Hacker News new | ask | show | jobs
by jsolson 3753 days ago
(Disclaimer: I work on the hypervisor that lives under Google Compute Engine)

1. PerfKitBenchmarker includes meaningful benchmarks for things like Redis, Aerospike, Memcache, etc. We expect GCE to score well on these when measured in terms of performance/$, and chunk of why we expect that is from superior network performance. Even small instance sizes tend to saturate their provisioned network long before they saturate provisioned CPU; GCE provisions more network (up to 2 Gbps/vCPU per our public docs).

This also applies to custom VM shapes.
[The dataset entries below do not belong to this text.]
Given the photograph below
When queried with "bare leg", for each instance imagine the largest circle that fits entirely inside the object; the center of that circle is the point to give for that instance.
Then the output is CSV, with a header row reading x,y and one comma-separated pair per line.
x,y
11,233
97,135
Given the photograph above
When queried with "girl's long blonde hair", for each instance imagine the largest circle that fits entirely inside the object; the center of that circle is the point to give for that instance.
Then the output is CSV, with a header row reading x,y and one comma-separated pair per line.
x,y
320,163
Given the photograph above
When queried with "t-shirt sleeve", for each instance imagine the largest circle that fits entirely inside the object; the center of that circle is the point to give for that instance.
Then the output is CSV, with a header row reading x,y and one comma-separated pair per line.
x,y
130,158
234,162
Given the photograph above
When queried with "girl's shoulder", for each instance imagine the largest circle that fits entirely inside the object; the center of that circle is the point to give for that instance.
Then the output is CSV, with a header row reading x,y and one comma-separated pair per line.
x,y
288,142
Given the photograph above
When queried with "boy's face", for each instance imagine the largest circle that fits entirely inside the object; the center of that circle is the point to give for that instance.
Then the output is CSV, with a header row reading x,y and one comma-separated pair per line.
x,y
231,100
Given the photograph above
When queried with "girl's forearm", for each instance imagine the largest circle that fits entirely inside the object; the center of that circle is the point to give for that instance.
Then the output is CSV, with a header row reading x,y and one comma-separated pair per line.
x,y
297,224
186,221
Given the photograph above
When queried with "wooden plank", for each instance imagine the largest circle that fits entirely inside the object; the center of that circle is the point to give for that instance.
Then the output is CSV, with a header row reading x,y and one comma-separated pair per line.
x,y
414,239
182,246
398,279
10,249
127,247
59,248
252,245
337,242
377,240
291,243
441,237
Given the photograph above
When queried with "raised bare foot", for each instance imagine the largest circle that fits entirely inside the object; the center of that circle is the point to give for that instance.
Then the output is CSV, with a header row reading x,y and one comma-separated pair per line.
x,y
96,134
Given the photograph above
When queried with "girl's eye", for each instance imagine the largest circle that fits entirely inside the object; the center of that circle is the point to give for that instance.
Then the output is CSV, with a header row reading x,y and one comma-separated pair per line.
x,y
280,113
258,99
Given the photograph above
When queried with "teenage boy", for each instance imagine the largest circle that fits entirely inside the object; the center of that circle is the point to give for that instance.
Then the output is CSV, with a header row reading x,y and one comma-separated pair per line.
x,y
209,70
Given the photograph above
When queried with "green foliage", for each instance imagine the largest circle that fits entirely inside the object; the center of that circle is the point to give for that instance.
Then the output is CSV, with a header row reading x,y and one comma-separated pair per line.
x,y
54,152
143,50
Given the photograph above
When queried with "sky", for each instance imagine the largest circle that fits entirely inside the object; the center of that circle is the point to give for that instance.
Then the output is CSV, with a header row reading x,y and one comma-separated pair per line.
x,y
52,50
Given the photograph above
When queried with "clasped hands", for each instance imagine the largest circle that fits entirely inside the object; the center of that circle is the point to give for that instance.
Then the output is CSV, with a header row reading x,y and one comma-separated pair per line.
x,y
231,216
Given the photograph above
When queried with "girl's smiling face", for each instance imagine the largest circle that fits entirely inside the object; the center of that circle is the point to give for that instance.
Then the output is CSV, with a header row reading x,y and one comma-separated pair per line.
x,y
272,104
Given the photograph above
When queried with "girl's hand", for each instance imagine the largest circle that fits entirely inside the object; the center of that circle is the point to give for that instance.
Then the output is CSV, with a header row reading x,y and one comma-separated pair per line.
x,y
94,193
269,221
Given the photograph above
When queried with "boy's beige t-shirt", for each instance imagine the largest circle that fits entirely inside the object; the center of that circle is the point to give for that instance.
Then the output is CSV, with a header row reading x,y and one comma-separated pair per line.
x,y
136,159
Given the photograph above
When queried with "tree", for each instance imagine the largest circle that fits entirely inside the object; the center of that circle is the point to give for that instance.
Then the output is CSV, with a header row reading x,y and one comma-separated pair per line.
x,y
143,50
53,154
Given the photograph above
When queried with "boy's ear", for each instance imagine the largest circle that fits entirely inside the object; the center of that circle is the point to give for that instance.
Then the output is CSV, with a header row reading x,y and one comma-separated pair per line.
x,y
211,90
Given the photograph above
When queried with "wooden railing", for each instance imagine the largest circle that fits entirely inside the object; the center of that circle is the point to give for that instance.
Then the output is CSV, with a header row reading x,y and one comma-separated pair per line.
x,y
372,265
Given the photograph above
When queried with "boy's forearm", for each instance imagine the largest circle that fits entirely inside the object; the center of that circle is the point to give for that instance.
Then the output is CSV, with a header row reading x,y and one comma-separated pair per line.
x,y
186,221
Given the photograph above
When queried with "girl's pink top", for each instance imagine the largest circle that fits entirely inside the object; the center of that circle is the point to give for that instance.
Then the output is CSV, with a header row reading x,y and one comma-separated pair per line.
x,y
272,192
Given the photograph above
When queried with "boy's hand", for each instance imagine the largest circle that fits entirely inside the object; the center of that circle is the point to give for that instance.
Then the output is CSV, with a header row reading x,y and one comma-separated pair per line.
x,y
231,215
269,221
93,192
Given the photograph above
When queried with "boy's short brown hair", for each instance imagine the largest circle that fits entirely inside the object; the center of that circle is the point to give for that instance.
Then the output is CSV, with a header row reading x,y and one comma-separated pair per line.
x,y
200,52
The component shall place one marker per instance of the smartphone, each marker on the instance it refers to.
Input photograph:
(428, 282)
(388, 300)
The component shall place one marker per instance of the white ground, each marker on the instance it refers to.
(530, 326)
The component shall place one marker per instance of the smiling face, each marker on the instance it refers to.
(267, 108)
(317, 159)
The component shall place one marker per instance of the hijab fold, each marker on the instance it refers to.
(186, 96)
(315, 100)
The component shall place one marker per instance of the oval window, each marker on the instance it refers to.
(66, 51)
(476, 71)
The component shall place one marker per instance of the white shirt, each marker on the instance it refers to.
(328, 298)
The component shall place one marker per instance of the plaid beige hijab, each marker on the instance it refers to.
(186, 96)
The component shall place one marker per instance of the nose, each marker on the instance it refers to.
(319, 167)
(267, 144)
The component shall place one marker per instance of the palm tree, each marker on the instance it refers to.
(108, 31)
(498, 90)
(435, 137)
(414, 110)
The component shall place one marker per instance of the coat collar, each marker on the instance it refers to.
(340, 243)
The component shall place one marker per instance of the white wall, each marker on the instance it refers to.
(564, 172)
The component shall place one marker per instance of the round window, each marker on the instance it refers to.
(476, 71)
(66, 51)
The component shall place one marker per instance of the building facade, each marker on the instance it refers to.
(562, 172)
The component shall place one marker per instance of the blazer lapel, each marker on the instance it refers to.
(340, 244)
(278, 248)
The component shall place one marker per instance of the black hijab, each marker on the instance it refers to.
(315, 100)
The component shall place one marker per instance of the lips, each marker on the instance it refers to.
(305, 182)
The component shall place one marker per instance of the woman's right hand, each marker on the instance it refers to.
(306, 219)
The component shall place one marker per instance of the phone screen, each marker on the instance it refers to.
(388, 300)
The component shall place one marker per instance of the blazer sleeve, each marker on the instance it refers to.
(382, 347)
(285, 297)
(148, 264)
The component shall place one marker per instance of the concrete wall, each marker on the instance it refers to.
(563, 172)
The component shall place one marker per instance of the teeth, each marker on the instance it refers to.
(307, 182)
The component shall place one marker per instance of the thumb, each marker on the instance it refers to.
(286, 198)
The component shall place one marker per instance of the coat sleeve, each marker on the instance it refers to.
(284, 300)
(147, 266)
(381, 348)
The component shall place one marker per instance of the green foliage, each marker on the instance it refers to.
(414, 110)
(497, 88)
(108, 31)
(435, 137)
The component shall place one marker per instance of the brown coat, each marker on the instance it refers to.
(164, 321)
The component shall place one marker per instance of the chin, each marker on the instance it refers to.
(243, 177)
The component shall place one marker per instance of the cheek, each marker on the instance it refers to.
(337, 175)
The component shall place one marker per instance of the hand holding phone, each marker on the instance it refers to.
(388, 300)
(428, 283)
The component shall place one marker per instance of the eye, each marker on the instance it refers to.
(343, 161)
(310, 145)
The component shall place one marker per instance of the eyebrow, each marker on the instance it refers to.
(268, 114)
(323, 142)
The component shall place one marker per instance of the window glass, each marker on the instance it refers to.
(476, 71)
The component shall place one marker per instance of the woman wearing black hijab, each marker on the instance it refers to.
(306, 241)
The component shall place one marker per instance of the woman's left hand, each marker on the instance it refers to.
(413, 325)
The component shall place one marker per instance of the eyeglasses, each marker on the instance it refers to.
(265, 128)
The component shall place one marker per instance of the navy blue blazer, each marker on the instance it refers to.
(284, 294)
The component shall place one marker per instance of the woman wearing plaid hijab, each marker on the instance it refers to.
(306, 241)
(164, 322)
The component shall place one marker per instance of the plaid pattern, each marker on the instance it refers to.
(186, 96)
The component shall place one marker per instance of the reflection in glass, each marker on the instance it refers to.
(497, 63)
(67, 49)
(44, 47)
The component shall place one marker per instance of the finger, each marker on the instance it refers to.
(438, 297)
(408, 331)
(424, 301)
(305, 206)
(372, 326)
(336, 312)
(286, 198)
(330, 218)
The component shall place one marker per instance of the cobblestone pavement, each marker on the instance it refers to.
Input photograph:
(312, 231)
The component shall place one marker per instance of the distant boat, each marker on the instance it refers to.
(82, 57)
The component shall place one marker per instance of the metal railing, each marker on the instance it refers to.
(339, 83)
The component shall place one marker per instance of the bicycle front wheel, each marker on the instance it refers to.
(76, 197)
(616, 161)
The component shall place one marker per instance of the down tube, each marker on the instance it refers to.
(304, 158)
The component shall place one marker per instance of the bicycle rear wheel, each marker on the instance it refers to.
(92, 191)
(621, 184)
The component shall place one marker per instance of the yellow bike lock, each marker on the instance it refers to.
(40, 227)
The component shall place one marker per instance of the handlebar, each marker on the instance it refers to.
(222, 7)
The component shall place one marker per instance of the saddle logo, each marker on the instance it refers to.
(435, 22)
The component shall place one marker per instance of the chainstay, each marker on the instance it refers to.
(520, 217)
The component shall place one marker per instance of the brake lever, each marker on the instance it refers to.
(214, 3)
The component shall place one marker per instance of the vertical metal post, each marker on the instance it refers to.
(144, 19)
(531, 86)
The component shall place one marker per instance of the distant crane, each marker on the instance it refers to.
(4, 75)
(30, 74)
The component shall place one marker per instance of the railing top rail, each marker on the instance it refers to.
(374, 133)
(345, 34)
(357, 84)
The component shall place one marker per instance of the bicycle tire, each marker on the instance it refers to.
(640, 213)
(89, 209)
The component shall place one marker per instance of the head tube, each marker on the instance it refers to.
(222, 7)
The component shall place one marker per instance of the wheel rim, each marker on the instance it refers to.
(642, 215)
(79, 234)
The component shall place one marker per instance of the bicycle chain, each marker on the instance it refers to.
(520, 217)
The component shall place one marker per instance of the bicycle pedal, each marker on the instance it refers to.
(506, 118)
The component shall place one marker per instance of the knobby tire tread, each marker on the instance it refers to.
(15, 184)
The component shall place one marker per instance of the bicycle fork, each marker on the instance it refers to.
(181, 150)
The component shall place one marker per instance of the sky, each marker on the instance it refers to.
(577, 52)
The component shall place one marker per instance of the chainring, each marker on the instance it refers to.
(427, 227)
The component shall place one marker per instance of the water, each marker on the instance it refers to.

This allows workloads like memcache (which require very little CPU per request, typically) to be provisioned on small instances that still have relatively beefy networks with oodles of RAM with costs proportioned appropriately.

2. GCE handles instance failures differently from EC2. Certainly both platforms will have instance failures that cannot be solved with migration; this is absolutely something software stacks must work around. Live migration allows us to drive down the number of failure modes which cause an discontinuity in instance lifecycle, but obviously they cannot be eliminated entirely.

That said, when an instance in GCE fails it is by default restarted as quickly as possible (possibly on another host). To the guest this appears as an unplanned reboot. My understanding is that you can accomplish the same on EC2 by 'recovering' and instance[0], and that further you can automate this recovery with CloudWatch, but none of that is required on GCE.

I think we're in full agreement in terms of automating OPS, I'm just of the (obviously strongly biased) opinion that GCP is ahead in terms automating things on behalf of customers "out of the box".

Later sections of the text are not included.